What this means is that our intelligence is not fixed, and the best way that we can grow our intelligence is to embrace tasks where we might struggle and fail.
However, not everyone realizes this. Dr. Carol Dweck of Stanford University has been studying people’s mindsets towards learning for decades. She has found that most people adhere to one of two mindsets: fixed or growth. Fixed mindsets mistakenly believe that people are either smart or not, that intelligence is fixed by genes. People with growth mindsets correctly believe that capability and intelligence can be grown through effort, struggle and failure. Dweck found that those with a fixed mindset tended to focus their effort on tasks where they had a high likelihood of success and avoided tasks where they may have had to struggle, which limited their learning. People with a growth mindset, however, embraced challenges, and understood that tenacity and effort could change their learning outcomes. As you can imagine, this correlated with the latter group more actively pushing themselves and growing intellectually.
In short someone with a growth mindset will embrace challenges and be willing to fail multiple times before reaching their goal, whereas someone with a fixed mindset will not even try.
How I developed a growth mindset
I was thinking about this idea of the growth mindset and people I have met over the years, some who take on challenges and others that shy away from things they find difficult. I feel I have a growth mindset (you need one to run a startup) and believe I can do anything, within reason; it just comes down to time, motivation and opportunity cost.
That doesn’t mean I succeed at everything, not even close. I have failed startups and struggled at creating, writing and promoting a successful blog. But I keep pushing on through uncertainty and I am happy to fail.
So where did I get this skill from?
It’s difficult to pinpoint but I believe one of the places was from multiplayer video games.
If you’ve never played a multiplayer game such as the above you may not understand where I’m coming from, but they are mentally intense activities, more so when you are playing against skilled opponents.

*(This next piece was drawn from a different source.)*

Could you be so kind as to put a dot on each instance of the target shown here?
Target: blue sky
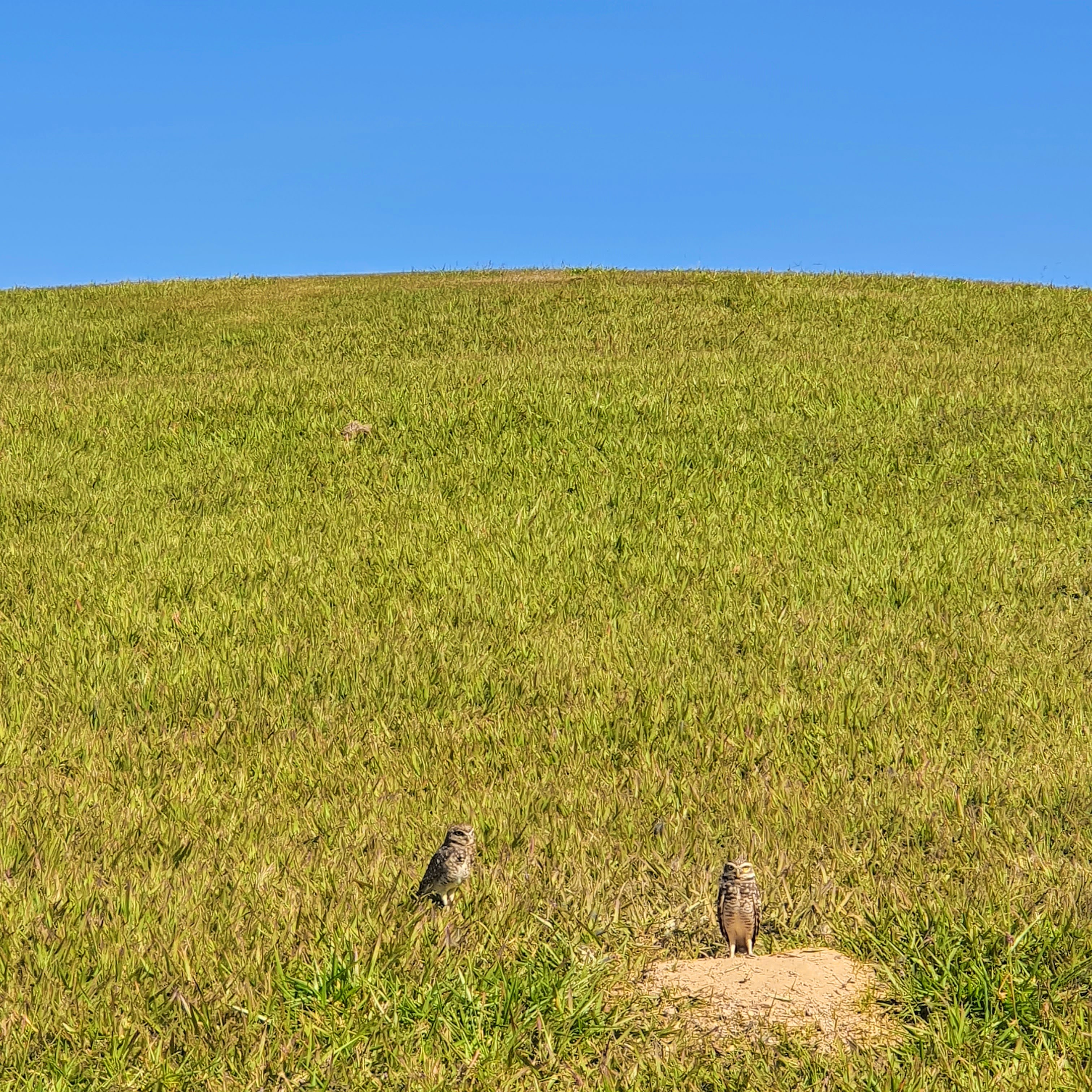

Multiplayer games can be played endlessly even if you’re playing the same map or level. When you are playing against humans, the gameplay is different every time, much like sports (in fact, video games are increasingly becoming mainstream sports but that is a different story).
I would play these games for hours on end, getting beaten down and killed over and over. Sometimes I would get incredibly frustrated, but I kept playing, and I kept getting better and slowly I started getting more kills, winning games and eventually got to a point where I was topping the leaderboard on almost every map on Counterstrike (tk baby!).
Should your kids play video games?
Seeing progression in any activity will give you confidence that you can learn and grow and will help develop a growth mindset. This growth mindset has carried me through my studies, career, and social life.
I’m not saying that video games are the solution to developing a growth mindset (even though there are some encouraging studies that show action game can make you smarter), I’m just saying I can see some correlation there.
So if your kids are playing video games anyway, get them playing hard multiplayer games that require the development of a skill set vs casual easy games on the iPad.
Do you feel you developed a skill set from playing video games?